# Loss Functions (cont.) and Loss Functions for Energy Based Models

🎙️ Yann LeCun

### Binary Cross Entropy (BCE) Loss - nn.BCELoss()

$\ell(x,y) = L = \{l_1,...,l_N\}^T, \qquad l_n = -w_n[y_n\log x_n+(1-y_n)\log(1-x_n)]$

This loss is a special case of cross entropy for when you have only two classes so it can be reduced to a simpler function. This is used for measuring the error of a reconstruction in, for example, an auto-encoder. This formula assume $x$ and $y$ are probabilities, so they are strictly between 0 and 1.

### Kullback-Leibler Divergence Loss - nn.KLDivLoss()

$\ell(x,y) = L = \{l_1,...,l_N\}^T, \qquad l_n = y_n(\log y_n-x_n)$

This is simple loss function for when your target is a one-hot distribution (i.e. $y$ is a category). Again it assumes $x$ and $y$ are probabilities. It has the disadvantage that it is not merged with a softmax or log-softmax so it may have numerical stability issues.

### BCE Loss with Logits - nn.BCEWithLogitsLoss()

$\ell(x,y) = L = \{l_1,...,l_N\}^T, \qquad l_n = -w_n[y_n\log \sigma(x_n)+(1-y_n)\log(1-\sigma(x_n))]$

This version of binary cross entropy loss takes scores that haven’t gone through softmax so it does not assume x is between 0 and 1. It is then passed through a sigmoid to ensure it is in that range. The loss function is more likely to be numerically stable when combined like this.

### Margin Ranking Loss - nn.MarginRankingLoss()

$L(x,y) = \max(0, -y*(x_1-x_2)+\text{margin})$

Margin losses are an important category of losses. If you have two inputs, this loss function says you want one input to be larger than the other one by at least a margin. In this case $y$ is a binary variable $\in { -1, 1}$. Imagine the two inputs are scores of two categories. You want the score for the correct category larger than the score for the incorrect categories by at least some margin. Like hinge loss, if $y*(x_1-x_2)$ is larger than margin, the cost is 0. If it is smaller, the cost increases linearly. If you were to use this for classification, you would have $x_1$ be the score of the correct answer and $x_2$ be the score of the highest scoring incorrect answer in the mini-batch. If used in energy based models (discussed later), this loss function pushes down on the correct answer $x_1$ and up on the incorrect answer $x_2$.

### Triplet Margin Loss - nn.TripletMarginLoss()

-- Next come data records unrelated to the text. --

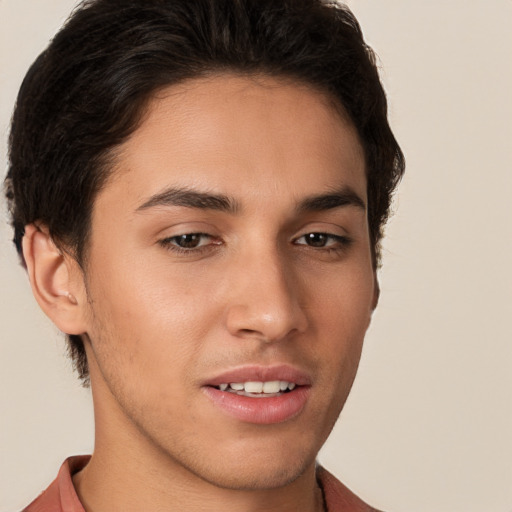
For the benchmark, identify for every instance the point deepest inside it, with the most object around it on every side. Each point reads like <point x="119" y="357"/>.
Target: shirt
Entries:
<point x="61" y="495"/>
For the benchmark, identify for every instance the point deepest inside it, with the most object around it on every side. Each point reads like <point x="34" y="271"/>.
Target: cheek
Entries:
<point x="148" y="320"/>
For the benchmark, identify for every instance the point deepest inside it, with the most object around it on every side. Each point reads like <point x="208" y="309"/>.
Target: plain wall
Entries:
<point x="428" y="427"/>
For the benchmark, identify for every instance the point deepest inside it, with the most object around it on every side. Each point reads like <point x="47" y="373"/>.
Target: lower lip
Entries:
<point x="263" y="411"/>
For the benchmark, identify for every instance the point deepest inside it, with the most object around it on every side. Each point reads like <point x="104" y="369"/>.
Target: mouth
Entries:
<point x="260" y="395"/>
<point x="258" y="389"/>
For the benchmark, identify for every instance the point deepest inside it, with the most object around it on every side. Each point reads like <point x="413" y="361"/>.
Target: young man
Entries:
<point x="198" y="190"/>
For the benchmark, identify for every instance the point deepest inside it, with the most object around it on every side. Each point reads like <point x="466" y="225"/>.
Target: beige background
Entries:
<point x="428" y="427"/>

$L(a,p,n) = \max\{d(a_i,p_i)-d(a_i,n_i)+\text{margin}, 0\}$

This loss is used for measuring a relative similarity between samples. For example, you put two images with the same category through a CNN and get two vectors. You want the distance between those two vectors to be as small as possible. If you put two images with different categories through a CNN, you want the distance between those vectors to be as large as possible. This loss function tries to send the first distance toward 0 and the second distance larger than some margin. However, the only thing that matter is that the distance between the good pair is smaller than the distance between the bad pair. Fig. 1: Triplet Margin Loss

This was originally used to train an image search system for Google. At that time, you would type a query into Google and it would encode that query into a vector. It would then compare that vector to a bunch of vectors from images that were previously indexed. Google would then retrieve the images that were the closest to your vector.

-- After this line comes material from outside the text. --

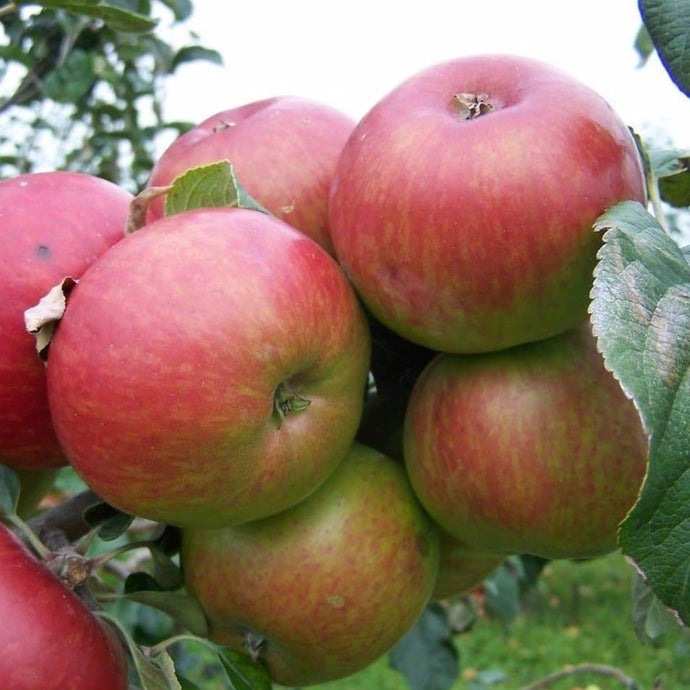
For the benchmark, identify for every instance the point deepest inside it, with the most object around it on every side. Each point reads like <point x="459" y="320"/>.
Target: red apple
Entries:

### Soft Margin Loss - nn.SoftMarginLoss()

$L(x,y) = \sum_i\frac{\log(1+\exp(-y[i]*x[i]))}{x.\text{nelement()}}$

Creates a criterion that optimizes a two-class classification logistic loss between input tensor $x$ and target tensor $y$ (containing 1 or -1).

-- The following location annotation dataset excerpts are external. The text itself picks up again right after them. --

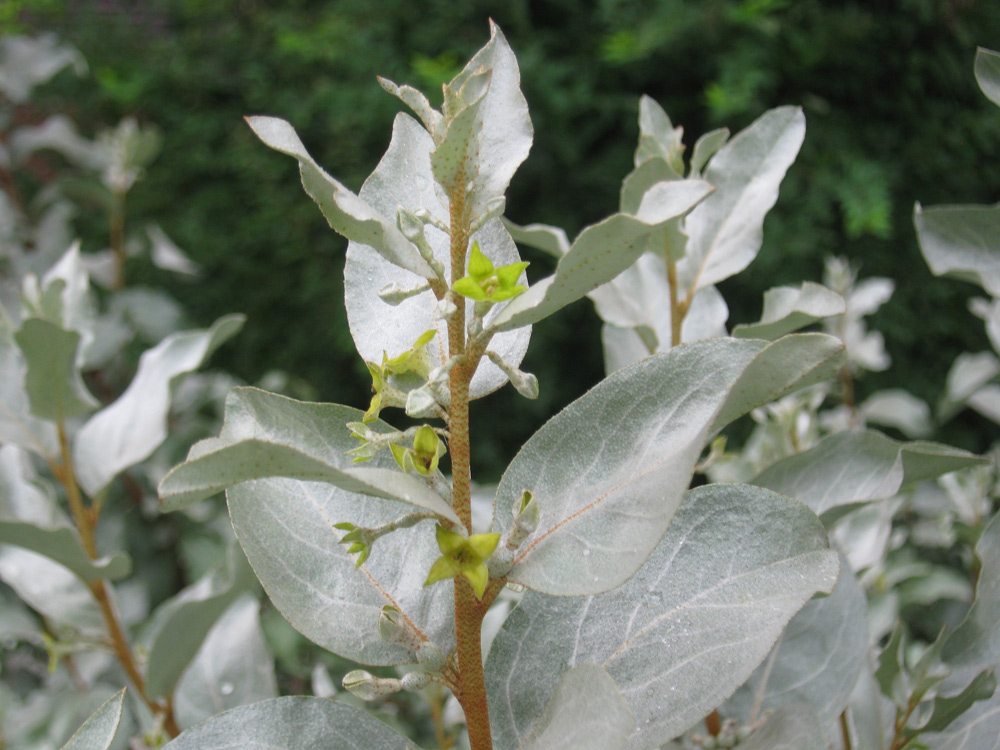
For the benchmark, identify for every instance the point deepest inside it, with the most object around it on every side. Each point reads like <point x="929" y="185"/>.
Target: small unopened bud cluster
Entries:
<point x="730" y="735"/>
<point x="411" y="224"/>
<point x="526" y="514"/>
<point x="524" y="382"/>
<point x="366" y="686"/>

• This softmax version of a margin loss. You have a bunch of positives and a bunch of negatives you want to pass through a softmax. This loss function then tries to make $\text{exp}(-y[i]*x[i])$ for the correct $x[i]$ smaller than for any other.
• This loss function wants to pull the positive values of $y[i]*x[i]$ closer together and push the negative values far apart but, as opposed to a hard margin, with some continuous, exponentially decaying effect on the loss .

### Multi-Class Hinge Loss - nn.MultiLabelMarginLoss()

$L(x,y)=\sum_{ij}\frac{max(0,1-(x[y[j]]-x[i]))}{x.\text{size}(0)}$

This margin-base loss allows for different inputs to have variable amounts of targets. In this case you have several categories for which you want high scores and it sums the hinge loss over all categories. For EBMs, this loss function pushes down on desired categories and pushes up on non-desired categories.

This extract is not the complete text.